İnsanın manevi yönü maddi yönünden çok daha güçlüdür. Sezgilerin gücü küçümsenebilir mi? Çevremizin, insanların, yaşadığımız coğrafyanın bile üzerimizdeki etkisi büyüktür.
Dersim üzerine yapılan bir belgeselde Munzur barajının etkileri hakkında genç bir kadın anlatıyor: Munzur köprüsünden geçen hamile bir kadın o nehrin yok olacağını, Dersim’in yok olacağını düşünür ve o an o kadar çok etkilenir ki düşük yapar, doğmamış çocuğunu kaybeder. Yine aynı insanın anlatımıdır: “Munzur barajı yüzünden şimdiye dek 38 insan intihar etti. Geçen yıl baraj yapımı durdurulunca tek bir intihar olayı yaşanmadı” der.

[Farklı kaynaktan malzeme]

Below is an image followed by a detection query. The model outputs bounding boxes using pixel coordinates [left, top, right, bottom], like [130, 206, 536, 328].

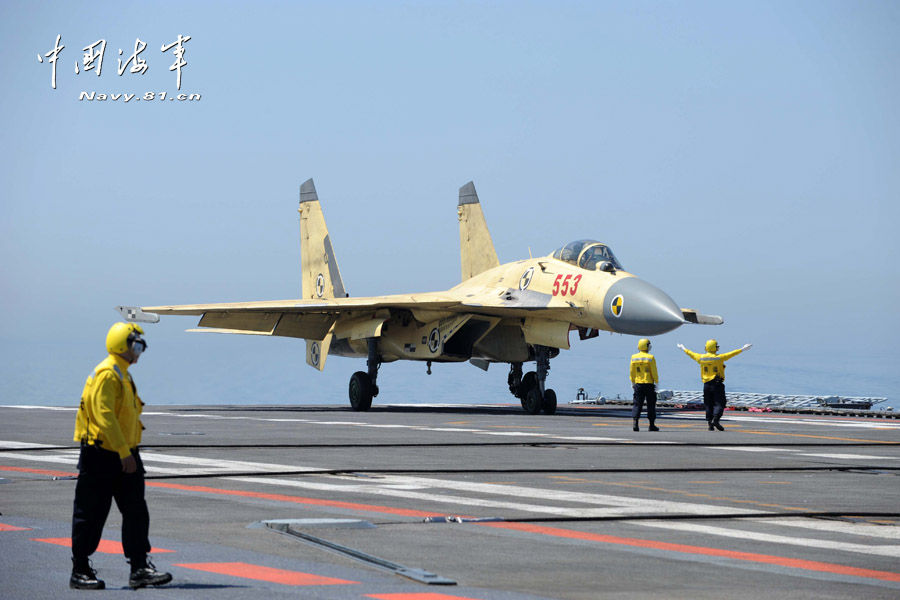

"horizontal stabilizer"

Kandil’de bir yoldaş ani bir daralma, bir duygu sıkıntısı yaşadığında Dersim’de gerillacılık yapan kardeşinin şehit düştüğünü hissetmişti ve bu olay doğru çıkmıştı.
İnsandaki hisler; insanlarla, doğayla bağları bilimin tam çözümleyebildiği bir hal değildir. Bu hal sözle, akılla, bilimle ifade edilemez. Bazı haller sadece “hal” olarak kalır. O hal ya yaşanır ya yaşanmaz. Anlamak ancak onu yaşamakla mümkün olur.
İnsanı bu kadar çok etkileyen olaylar düşünülünce sadece güçlülük ya da zayıflık biçiminde yorumlanamaz. Demek ki insanda anlaşılması zor büyük bir enerji olayı var. Olumlu-olumsuz her şeyden etkilenebilir, her şeyi etkileyebilir. Bu tür bir düşünce, insanı irade, istenç olarak sorgulamaya itiyor. Filozoflar tarih boyunca özgürlük ve irade konusu üzerine çok tartışmışlardır. Fakat halen de insanın gizemli yanları tam çözümlenebilmiş değildir.
Hiç istemediği halde insanın başına bazı olaylar gelebilir. Çok istediği halde yapamadığı ne vardır? Bir iş, bir yetenek durumuysa Einstein demiş “günde 15 dakika çalışarak 6 ayda insan her işi öğrenebilir!”
İnsanın buna inanası geliyor ama her işi bu kadar kolay öğrenemesek bile istek tam olduğunda yapabilme, gerçekleştirebilme koşulunun temeli de oluşmuş demektir.
Çok çabaladığı halde amacına ulaşmamak nasıl bir duygudur? İnsanda ne tür bir psikolojik değişime yol açar? Eğer hep çabalıyor ama sonuçta yine de istediğimize ulaşamıyorsak bunun görünen yüzü tekrardır ve tekrarın kendisi de en büyük ıstıraptır.
Önder Apo henüz İmralı soykırım sisteminin kurulmasının ilk yılında, değişime güçlü yanıt veremeyenlerin yani kendilerini değiştirmeyenlerin Sisifos azabından kurtulamayacağını belirtmişti. Bu nedenle de zihniyet ve vicdan devrimini başlatmıştı. Komployla mücadelenin en etkili yolu buydu.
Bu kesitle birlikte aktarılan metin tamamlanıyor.